Army-Developed Algorithm Predicts Exactly When You Should Consume Caffeine

Who gets 8 hours of sleep on the regular? Retired people? For the rest of us, freakin' life gets in the way: kids, school, Netflix catch-ups, dogs who have to pee at 3 a.m., work schedules that are far from 9-to-5... Thankfully, caffeine is there for us, powering us through rough mornings, and hopefully reviving us from our near-zombie states. But are we consuming it properly? U.S. Army researchers recently published a study detailing their "caffeine dosing strategies" that optimize caffeine intake based on a person's sleep schedule. The program uses an algorithm to determine the precise best timing and dosage of caffeine for optimum alertness.

Outlined in a study in the Journal Of Sleep Research, the algorithm is designed "to safely maximize neurobehavioural performance at the desired time of the day, under any sleep‐loss condition." Researchers started with something they call the unified model of performance (UMP), a mathematical model that predicts the effects of sleep loss and caffeine, as a function of time of day, on a person's performance on "psychomotor vigilance tasks." (I think that's science-talk for Stuff You Need To Concentrate On.) So here's how researchers tested their algorithm: A computer model spit out an optimal caffeine-intake schedule, which the researchers compared to the baseline UMP. The team ran thousands of simulations of different sleeping schedules and dosing times.

They found that the following the algorithm's caffeine-dosing schedule resulted in a 64 percent improvement in performance, keeping the total amount of caffeine consumed constant. Whoa. That means that I could be drinking the same amount of coffee every day, but if I spaced it out properly according to some algorithm, I'd be 64 percent better at tasks? Yep. "Alternatively, a subject can reduce caffeine consumption by up to 65 percent and still achieve equivalent improvements in alertness [by following the algorithm's dosing schedule]," senior author Jaques Reifman told Science Daily.

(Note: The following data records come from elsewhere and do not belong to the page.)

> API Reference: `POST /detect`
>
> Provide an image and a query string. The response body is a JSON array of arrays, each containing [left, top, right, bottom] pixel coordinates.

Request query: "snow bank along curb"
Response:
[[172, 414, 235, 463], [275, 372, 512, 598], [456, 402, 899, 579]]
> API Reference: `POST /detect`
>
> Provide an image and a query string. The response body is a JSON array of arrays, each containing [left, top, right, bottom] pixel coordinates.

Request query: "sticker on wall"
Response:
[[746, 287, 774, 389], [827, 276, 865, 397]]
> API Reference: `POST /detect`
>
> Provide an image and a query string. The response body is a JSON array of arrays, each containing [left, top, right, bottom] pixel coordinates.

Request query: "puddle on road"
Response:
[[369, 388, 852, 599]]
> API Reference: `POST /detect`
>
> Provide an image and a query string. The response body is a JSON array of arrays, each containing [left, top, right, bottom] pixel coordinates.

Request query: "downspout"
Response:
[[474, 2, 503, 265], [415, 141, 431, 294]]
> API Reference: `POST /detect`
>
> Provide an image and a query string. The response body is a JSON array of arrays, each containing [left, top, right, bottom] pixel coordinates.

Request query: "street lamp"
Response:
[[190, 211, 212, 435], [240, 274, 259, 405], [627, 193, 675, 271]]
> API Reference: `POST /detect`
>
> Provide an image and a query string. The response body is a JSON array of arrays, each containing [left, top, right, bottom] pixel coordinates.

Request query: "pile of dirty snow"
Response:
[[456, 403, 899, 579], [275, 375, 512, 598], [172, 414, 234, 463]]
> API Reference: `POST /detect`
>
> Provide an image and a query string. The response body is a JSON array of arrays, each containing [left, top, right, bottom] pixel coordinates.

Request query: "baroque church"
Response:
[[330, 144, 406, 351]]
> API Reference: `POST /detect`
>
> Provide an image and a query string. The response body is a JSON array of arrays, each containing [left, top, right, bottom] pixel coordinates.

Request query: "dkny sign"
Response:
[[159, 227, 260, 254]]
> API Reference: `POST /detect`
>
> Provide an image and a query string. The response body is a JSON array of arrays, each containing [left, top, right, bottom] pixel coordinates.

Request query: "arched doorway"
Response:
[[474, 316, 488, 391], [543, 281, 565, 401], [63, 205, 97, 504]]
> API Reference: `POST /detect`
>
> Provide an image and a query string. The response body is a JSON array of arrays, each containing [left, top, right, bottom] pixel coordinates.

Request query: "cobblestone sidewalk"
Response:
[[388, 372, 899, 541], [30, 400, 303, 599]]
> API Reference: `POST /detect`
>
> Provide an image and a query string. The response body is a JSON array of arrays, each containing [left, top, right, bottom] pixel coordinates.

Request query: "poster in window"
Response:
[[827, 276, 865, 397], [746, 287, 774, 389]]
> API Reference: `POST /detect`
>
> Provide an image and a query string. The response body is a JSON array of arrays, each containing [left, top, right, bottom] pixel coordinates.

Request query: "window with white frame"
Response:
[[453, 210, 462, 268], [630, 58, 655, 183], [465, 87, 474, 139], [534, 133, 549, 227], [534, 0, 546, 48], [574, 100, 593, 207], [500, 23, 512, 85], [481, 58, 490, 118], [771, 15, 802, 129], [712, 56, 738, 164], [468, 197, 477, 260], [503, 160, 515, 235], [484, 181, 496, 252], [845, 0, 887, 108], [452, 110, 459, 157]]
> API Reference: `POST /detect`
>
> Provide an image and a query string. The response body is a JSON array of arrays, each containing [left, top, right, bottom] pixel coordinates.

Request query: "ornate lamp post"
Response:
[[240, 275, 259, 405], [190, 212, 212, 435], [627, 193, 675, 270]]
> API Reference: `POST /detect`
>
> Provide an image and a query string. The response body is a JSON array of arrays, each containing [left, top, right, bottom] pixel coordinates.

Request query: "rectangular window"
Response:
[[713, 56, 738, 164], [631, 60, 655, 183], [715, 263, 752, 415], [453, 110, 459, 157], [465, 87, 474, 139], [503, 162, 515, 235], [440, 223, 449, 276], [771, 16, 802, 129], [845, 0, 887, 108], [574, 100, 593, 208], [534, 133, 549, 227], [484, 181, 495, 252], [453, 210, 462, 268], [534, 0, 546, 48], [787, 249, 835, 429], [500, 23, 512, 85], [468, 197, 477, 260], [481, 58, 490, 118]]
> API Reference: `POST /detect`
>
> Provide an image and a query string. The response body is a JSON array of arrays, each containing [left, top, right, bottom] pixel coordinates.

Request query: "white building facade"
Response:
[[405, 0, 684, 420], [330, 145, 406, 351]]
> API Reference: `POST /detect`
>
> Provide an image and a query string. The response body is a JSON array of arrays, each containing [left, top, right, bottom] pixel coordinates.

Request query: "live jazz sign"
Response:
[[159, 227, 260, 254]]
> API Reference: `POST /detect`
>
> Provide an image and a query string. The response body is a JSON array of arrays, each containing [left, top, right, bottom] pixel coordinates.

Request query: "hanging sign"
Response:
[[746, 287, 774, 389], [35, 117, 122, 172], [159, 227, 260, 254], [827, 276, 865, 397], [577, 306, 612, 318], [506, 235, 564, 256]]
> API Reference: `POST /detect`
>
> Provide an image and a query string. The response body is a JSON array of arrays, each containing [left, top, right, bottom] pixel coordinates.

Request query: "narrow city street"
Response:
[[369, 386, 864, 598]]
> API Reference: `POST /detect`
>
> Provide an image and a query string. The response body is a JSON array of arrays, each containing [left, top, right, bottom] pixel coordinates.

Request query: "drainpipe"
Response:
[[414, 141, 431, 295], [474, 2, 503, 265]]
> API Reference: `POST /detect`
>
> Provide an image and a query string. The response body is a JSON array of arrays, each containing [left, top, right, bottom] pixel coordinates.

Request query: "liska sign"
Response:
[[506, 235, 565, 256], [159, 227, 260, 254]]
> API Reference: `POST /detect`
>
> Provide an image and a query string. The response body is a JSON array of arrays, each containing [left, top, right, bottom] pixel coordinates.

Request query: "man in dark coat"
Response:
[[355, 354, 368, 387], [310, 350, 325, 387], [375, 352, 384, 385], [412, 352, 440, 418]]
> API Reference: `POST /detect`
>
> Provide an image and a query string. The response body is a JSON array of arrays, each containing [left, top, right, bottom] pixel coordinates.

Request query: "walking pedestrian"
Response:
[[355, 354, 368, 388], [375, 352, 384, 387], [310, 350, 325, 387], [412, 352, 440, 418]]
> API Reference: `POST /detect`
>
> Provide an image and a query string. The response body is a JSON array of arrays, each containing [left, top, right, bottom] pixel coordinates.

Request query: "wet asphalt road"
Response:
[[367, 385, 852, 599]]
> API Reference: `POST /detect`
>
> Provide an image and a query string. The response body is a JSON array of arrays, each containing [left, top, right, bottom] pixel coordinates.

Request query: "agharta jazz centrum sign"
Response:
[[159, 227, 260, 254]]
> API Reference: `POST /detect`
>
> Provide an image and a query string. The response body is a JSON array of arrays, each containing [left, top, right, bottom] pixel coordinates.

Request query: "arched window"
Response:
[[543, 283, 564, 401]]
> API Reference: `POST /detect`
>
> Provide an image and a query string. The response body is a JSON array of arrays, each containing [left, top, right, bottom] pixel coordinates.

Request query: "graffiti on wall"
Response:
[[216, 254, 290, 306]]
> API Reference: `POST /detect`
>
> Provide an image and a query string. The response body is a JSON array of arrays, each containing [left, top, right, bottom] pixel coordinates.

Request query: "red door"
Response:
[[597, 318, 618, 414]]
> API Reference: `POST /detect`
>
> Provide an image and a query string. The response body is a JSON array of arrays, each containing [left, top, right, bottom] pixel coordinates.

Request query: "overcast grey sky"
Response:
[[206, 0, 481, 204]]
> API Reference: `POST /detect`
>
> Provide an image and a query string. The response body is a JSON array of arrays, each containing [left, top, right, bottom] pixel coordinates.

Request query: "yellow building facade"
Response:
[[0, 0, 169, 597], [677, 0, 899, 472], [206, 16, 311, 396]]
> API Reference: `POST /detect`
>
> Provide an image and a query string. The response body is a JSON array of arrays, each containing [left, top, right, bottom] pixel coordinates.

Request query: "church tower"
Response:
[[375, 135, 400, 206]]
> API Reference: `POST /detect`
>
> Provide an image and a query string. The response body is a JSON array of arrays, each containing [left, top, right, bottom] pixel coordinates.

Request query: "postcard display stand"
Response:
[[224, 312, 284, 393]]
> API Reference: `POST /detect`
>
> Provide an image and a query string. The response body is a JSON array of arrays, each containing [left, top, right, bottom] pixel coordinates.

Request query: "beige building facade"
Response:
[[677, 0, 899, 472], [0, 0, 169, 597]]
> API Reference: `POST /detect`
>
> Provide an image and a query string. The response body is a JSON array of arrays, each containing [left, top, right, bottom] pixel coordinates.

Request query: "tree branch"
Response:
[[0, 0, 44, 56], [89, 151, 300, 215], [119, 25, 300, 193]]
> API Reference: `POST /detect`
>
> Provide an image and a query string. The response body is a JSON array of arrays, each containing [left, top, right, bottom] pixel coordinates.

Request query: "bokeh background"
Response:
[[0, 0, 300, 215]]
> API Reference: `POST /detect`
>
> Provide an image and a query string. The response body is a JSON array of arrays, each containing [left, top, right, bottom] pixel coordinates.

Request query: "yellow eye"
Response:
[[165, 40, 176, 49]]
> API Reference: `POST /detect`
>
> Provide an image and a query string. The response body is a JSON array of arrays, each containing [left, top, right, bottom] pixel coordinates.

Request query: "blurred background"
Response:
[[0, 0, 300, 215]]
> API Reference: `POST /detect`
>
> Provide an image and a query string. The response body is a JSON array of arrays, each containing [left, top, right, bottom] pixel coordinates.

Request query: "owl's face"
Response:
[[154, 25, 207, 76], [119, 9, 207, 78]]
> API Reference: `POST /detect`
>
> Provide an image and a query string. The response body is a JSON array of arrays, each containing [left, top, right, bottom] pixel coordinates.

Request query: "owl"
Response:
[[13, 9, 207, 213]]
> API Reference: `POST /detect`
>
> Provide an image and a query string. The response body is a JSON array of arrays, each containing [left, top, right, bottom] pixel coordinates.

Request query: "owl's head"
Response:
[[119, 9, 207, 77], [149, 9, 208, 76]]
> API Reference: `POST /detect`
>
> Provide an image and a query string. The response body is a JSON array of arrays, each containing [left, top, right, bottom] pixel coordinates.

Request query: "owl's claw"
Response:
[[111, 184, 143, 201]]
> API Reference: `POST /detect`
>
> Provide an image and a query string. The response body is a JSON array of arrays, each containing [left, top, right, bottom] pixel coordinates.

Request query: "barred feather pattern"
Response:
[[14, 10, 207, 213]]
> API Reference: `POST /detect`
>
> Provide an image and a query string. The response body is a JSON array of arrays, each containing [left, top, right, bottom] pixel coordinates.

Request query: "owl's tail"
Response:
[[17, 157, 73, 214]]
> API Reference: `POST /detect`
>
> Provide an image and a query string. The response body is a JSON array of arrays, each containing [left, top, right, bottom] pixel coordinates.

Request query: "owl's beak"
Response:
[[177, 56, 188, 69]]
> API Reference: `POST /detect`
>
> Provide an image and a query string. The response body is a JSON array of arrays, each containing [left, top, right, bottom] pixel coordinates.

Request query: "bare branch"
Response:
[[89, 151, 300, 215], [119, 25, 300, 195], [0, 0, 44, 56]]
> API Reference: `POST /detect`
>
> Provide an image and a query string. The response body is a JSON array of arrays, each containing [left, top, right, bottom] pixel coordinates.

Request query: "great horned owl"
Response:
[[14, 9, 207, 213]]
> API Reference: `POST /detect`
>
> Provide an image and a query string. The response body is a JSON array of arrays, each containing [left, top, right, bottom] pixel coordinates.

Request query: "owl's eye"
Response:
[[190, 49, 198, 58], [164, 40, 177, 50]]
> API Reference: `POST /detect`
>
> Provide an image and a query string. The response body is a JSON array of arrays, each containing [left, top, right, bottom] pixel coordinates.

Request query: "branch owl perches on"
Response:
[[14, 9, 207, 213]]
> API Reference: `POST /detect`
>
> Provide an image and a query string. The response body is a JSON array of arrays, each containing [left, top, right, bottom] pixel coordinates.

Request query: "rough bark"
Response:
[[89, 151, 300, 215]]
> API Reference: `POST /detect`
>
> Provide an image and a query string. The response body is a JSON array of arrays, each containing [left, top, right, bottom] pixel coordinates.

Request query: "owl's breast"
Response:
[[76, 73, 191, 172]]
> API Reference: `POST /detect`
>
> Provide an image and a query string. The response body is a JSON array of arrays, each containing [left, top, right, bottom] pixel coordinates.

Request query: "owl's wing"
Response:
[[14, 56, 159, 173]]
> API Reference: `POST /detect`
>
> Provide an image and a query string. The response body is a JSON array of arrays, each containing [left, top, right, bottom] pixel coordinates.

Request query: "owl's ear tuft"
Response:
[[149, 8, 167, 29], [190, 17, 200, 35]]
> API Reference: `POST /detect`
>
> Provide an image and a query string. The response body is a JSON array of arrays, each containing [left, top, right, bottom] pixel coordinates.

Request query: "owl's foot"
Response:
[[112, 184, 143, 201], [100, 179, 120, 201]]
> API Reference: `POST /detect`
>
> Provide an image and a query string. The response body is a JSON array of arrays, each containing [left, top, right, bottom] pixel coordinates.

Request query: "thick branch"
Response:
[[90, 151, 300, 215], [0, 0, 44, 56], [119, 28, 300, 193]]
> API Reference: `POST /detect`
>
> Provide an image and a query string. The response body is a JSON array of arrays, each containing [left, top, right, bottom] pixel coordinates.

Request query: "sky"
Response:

Because sleep-waking schedules vary between people and even within a certain person's week or month, there's no one-size-fits-all caffeine-intake schedule that the researchers can recommend. There is an online tool people can use to input their own data and get an algorithm's recommendations for caffeine intake, but I was completely baffled by its interface and gave up after 30 minutes. I'll try it again after this next cup of coffee.